I simplify for my... I've been in marketing jobs. I like acronyms and simplicity. Yeah, but it's great. I mean... But that sounds like the building blocks of a long-term program and not, like you said, a gimmick. Because everybody gets that fire when they're ready to, okay, I need to lose some weight. I've got an event coming up, whatever.
they get fire in their belly, but then it dies if you don't have the building blocks of something broader. You need the community to kind of keep you in it. You need the recovery because if you're chilling yourself and not recovering at all, then they get down and out, like you said. So,
I can see and all I know is the periphery, you know, I've heard, I've had people many times, you do burn, whatever, whatever. So I'm going to make a promise to you that I'll go, I'm going to go hit burn up here at Greenville eventually. But what's it been like growing the business, man? I mean, going, I mean, Just that kind of scale is incredible.
What's that roller coaster been like? Definitely one, right?
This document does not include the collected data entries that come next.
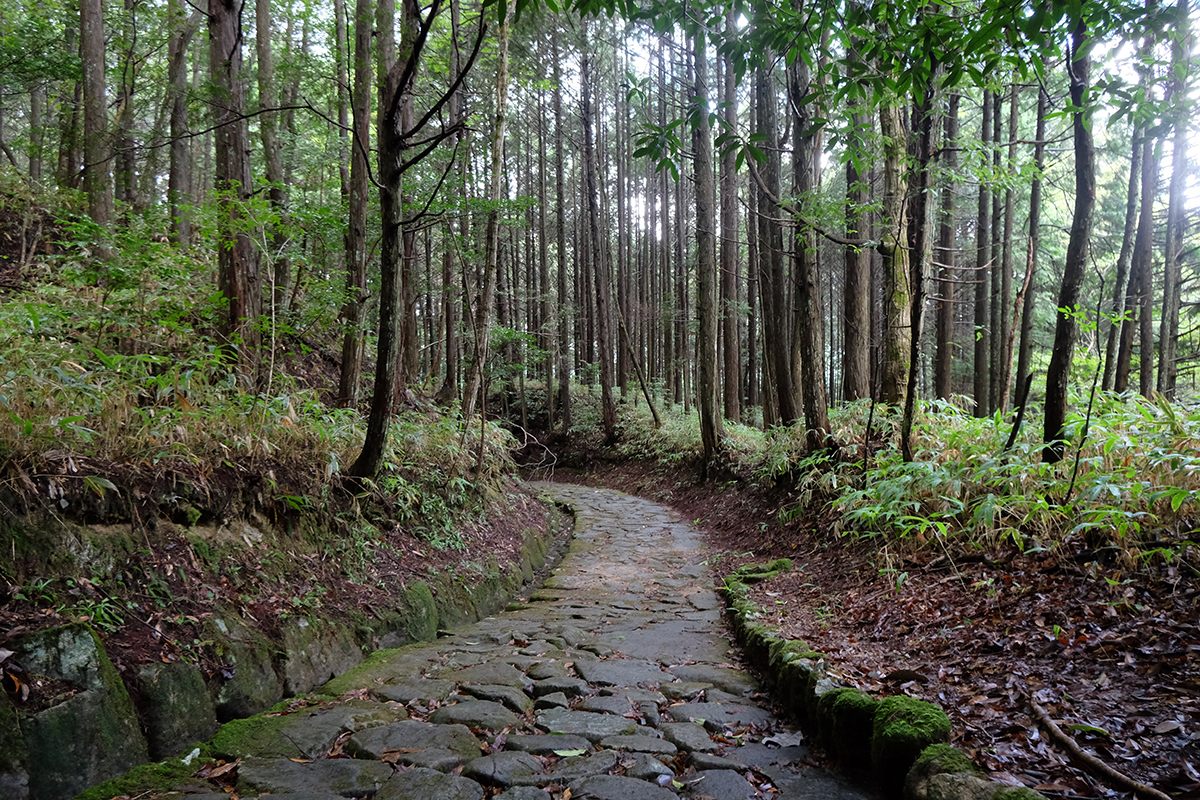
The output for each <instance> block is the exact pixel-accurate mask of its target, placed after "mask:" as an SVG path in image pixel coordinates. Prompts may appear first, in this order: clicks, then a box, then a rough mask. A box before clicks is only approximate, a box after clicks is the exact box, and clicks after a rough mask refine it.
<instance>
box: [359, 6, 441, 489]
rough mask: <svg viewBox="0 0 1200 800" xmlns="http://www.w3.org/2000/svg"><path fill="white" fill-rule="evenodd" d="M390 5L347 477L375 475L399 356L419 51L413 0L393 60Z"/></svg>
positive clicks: (379, 109)
mask: <svg viewBox="0 0 1200 800" xmlns="http://www.w3.org/2000/svg"><path fill="white" fill-rule="evenodd" d="M439 8H440V2H439V1H438V0H434V2H433V5H432V6H431V7H430V10H428V12H427V13H428V17H427V23H426V24H432V20H433V18H434V17H437V13H438V11H439ZM394 17H395V7H394V5H392V4H391V2H390V1H389V0H384V2H380V4H379V6H378V7H377V17H376V20H377V28H378V52H379V55H378V58H377V60H376V61H377V76H378V85H379V108H378V125H377V126H376V127H377V131H378V133H377V136H378V146H379V209H380V225H382V230H383V236H382V240H380V261H379V327H378V331H379V336H378V342H377V345H376V373H374V385H373V391H372V396H371V413H370V415H368V416H367V432H366V437H365V438H364V441H362V450H361V452H359V457H358V458H356V459H355V462H354V464H353V465H350V475H354V476H358V477H372V476H374V475H376V474H377V473H378V471H379V465H380V464H382V463H383V456H384V452H385V450H386V447H388V429H389V427H391V415H392V404H394V401H395V391H396V386H397V383H398V381H397V375H396V367H397V355H398V353H400V341H398V339H400V335H401V332H400V312H401V302H400V301H401V293H400V264H401V260H402V259H403V253H402V248H403V242H402V240H403V236H402V227H403V191H404V187H403V178H404V164H403V161H404V157H406V155H407V152H408V149H409V146H410V144H412V143H410V137H412V134H413V132H412V131H407V130H404V128H403V127H402V126H401V118H402V113H401V112H402V109H403V107H404V101H406V97H407V96H408V95H410V94H412V91H413V77H414V74H415V72H416V65H418V64H419V62H420V59H421V52H422V49H424V43H425V40H424V36H420V35H419V31H420V29H419V24H420V8H418V6H416V2H415V0H403V5H402V6H401V38H400V54H398V58H397V53H396V44H395V34H394V29H392V18H394Z"/></svg>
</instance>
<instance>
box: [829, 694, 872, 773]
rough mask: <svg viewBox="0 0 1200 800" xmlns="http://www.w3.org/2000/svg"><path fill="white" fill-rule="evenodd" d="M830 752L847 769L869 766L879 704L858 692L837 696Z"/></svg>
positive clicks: (868, 694)
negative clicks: (872, 739)
mask: <svg viewBox="0 0 1200 800" xmlns="http://www.w3.org/2000/svg"><path fill="white" fill-rule="evenodd" d="M830 704H832V706H830V714H832V716H833V724H832V727H830V730H829V739H830V741H832V744H830V748H832V750H833V752H834V753H836V756H838V760H839V762H840V763H841V765H842V766H844V768H847V769H850V768H854V766H864V768H865V766H869V765H870V754H871V733H872V732H874V726H875V709H876V706H877V705H878V704H880V702H878V700H877V699H876V698H874V697H871V696H870V694H868V693H866V692H863V691H860V690H857V688H852V690H848V691H844V692H838V693H836V694H835V696H834V699H833V700H830Z"/></svg>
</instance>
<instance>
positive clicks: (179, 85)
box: [167, 0, 200, 247]
mask: <svg viewBox="0 0 1200 800" xmlns="http://www.w3.org/2000/svg"><path fill="white" fill-rule="evenodd" d="M170 8H172V12H170V13H172V26H173V29H174V30H173V32H172V36H170V42H169V44H168V46H167V92H168V97H169V98H170V101H169V102H170V166H169V167H168V175H167V203H168V205H169V207H170V229H172V239H173V240H174V241H175V242H176V243H178V245H180V246H181V247H187V246H188V245H190V243H191V241H192V204H193V201H194V200H193V198H192V145H191V140H190V139H188V138H187V133H188V127H190V122H188V113H187V48H188V47H190V46H191V42H192V36H194V35H196V30H197V28H198V26H199V24H200V12H199V11H196V12H192V16H191V17H190V18H187V17H186V14H187V5H186V4H185V1H184V0H175V1H174V2H172V6H170Z"/></svg>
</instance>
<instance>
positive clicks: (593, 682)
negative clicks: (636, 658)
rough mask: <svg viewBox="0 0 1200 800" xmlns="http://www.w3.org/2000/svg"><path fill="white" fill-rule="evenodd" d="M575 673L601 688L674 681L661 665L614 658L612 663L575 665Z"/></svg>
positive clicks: (589, 662) (631, 660) (648, 662)
mask: <svg viewBox="0 0 1200 800" xmlns="http://www.w3.org/2000/svg"><path fill="white" fill-rule="evenodd" d="M575 672H577V673H580V678H582V679H583V680H586V681H588V682H589V684H596V685H599V686H637V685H638V684H654V685H658V684H662V682H666V681H668V680H674V679H673V678H672V676H671V675H670V674H668V673H665V672H662V668H661V667H659V664H658V663H656V662H655V663H652V662H649V661H632V660H629V661H626V660H623V658H613V660H611V661H584V662H581V663H577V664H575Z"/></svg>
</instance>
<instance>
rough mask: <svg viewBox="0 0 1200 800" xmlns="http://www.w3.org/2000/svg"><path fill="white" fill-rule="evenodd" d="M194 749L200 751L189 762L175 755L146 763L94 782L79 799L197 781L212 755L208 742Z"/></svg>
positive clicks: (154, 791) (100, 796) (151, 792)
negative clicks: (208, 760) (103, 782)
mask: <svg viewBox="0 0 1200 800" xmlns="http://www.w3.org/2000/svg"><path fill="white" fill-rule="evenodd" d="M194 750H198V751H199V752H198V753H197V756H196V757H193V758H191V759H188V762H187V763H186V764H185V763H184V760H182V759H180V758H172V759H169V760H166V762H161V763H158V764H143V765H142V766H137V768H134V769H133V770H131V771H128V772H126V774H125V775H122V776H120V777H114V778H113V780H110V781H106V782H104V783H101V784H100V786H94V787H92V788H90V789H88V790H86V792H84V793H83V794H80V795H79V796H78V798H76V800H108V799H109V798H116V796H121V795H126V796H131V798H137V796H142V795H145V794H149V793H160V792H169V790H170V789H174V788H176V787H179V786H184V784H186V783H190V782H194V778H192V774H193V772H196V770H198V769H199V768H200V765H202V764H203V763H204V762H205V760H206V759H209V758H211V754H210V752H209V748H208V746H206V745H197V747H196V748H194ZM185 758H186V756H185Z"/></svg>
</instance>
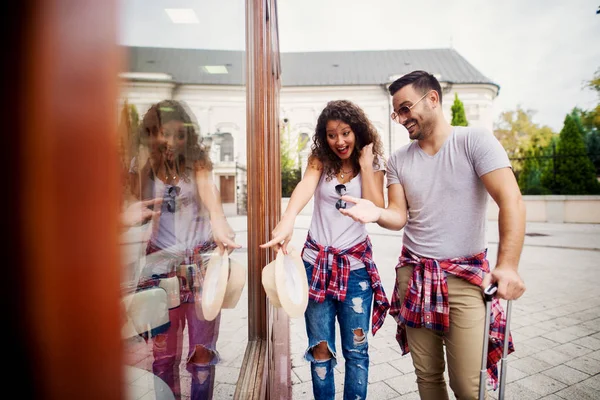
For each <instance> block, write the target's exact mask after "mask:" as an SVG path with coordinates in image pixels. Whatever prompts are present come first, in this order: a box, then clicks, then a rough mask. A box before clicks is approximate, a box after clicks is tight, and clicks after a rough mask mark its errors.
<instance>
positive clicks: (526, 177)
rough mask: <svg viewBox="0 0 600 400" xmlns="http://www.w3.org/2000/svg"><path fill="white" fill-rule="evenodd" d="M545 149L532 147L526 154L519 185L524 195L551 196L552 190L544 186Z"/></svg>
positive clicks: (536, 147) (542, 148)
mask: <svg viewBox="0 0 600 400" xmlns="http://www.w3.org/2000/svg"><path fill="white" fill-rule="evenodd" d="M546 159H547V158H546V157H545V155H544V149H543V148H541V147H532V148H530V149H529V150H527V151H526V152H525V159H524V161H523V168H522V169H521V172H520V173H519V178H518V183H519V189H521V193H522V194H550V193H551V192H550V190H549V189H547V188H545V187H544V185H542V171H543V170H544V167H545V160H546Z"/></svg>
In 2015, when we announced that we were going to franchise in all 50 states, We thought hitting the home run might be awarding 10 units in our first year and really getting those stood up. And we were always concerned with unit economics. I'll talk about that in a minute. But I had no idea that we would do 200 in the first 18 months.
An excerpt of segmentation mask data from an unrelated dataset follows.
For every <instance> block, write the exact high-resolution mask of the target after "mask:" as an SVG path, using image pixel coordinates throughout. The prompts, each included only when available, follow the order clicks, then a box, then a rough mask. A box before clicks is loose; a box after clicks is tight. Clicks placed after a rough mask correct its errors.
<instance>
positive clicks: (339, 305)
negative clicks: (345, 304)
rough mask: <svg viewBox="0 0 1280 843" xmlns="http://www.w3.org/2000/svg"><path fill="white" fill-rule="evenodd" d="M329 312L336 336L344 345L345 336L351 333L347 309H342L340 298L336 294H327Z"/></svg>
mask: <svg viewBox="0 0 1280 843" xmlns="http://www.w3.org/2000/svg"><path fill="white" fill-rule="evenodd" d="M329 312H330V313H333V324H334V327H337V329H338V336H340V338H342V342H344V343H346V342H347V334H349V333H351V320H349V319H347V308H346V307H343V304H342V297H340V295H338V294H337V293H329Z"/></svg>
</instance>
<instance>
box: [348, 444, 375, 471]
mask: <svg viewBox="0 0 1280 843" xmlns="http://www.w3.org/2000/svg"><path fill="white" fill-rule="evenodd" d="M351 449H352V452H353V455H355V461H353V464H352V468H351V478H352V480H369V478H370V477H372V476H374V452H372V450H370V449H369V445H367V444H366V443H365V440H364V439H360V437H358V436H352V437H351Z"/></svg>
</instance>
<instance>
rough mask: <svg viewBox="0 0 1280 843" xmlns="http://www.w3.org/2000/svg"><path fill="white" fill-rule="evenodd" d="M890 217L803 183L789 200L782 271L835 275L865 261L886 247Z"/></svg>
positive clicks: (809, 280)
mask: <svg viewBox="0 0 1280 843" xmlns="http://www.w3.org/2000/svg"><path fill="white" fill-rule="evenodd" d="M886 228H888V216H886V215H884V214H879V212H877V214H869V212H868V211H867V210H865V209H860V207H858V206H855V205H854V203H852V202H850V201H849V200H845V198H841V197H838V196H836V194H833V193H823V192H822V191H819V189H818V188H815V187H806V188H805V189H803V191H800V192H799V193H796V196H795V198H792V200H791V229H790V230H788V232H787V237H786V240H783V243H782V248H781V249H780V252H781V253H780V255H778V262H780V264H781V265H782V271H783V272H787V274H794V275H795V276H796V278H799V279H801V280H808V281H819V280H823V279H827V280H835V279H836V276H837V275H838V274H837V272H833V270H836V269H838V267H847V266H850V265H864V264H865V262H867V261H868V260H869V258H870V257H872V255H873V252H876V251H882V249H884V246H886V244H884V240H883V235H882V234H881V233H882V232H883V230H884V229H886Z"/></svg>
And Fran did this article out of Franchise Times Magazine. It was one of our first... earned media pieces that was talking about business that I was super proud of. And it said that we're in the 99% of all growth from all franchises of any franchise that entered the market since 2010. And this was like 18 months in. And I'm like, Okay, well, we better not screw this up then.
So how do we get all of these gyms open? We got to focus on, we call it ULEs, unit level economics. You had a guest on, Jeff Duden, who's from this area. He taught me this, actually. He's been a good friend and mentor of mine throughout the years. He taught me validation and franchising. And validation really in any business, it's not a franchise particular concept.
but it's the stakeholders of your business being happy. It's your debt promoter score. How likely are they to recommend this business or doing business with you to somebody else? And number one, number one thing is, number one box to check, if you will, is are they making money? And what type of money are they making?
So I'm always looking for a, this might be something people want to write down because I'll give you like a strategy. What I'm looking for in any business I grow is an investment. Let's say the investment is at $500,000. I need to make a million dollars in year one. in order for that investment to be considered an A-plus investment for me.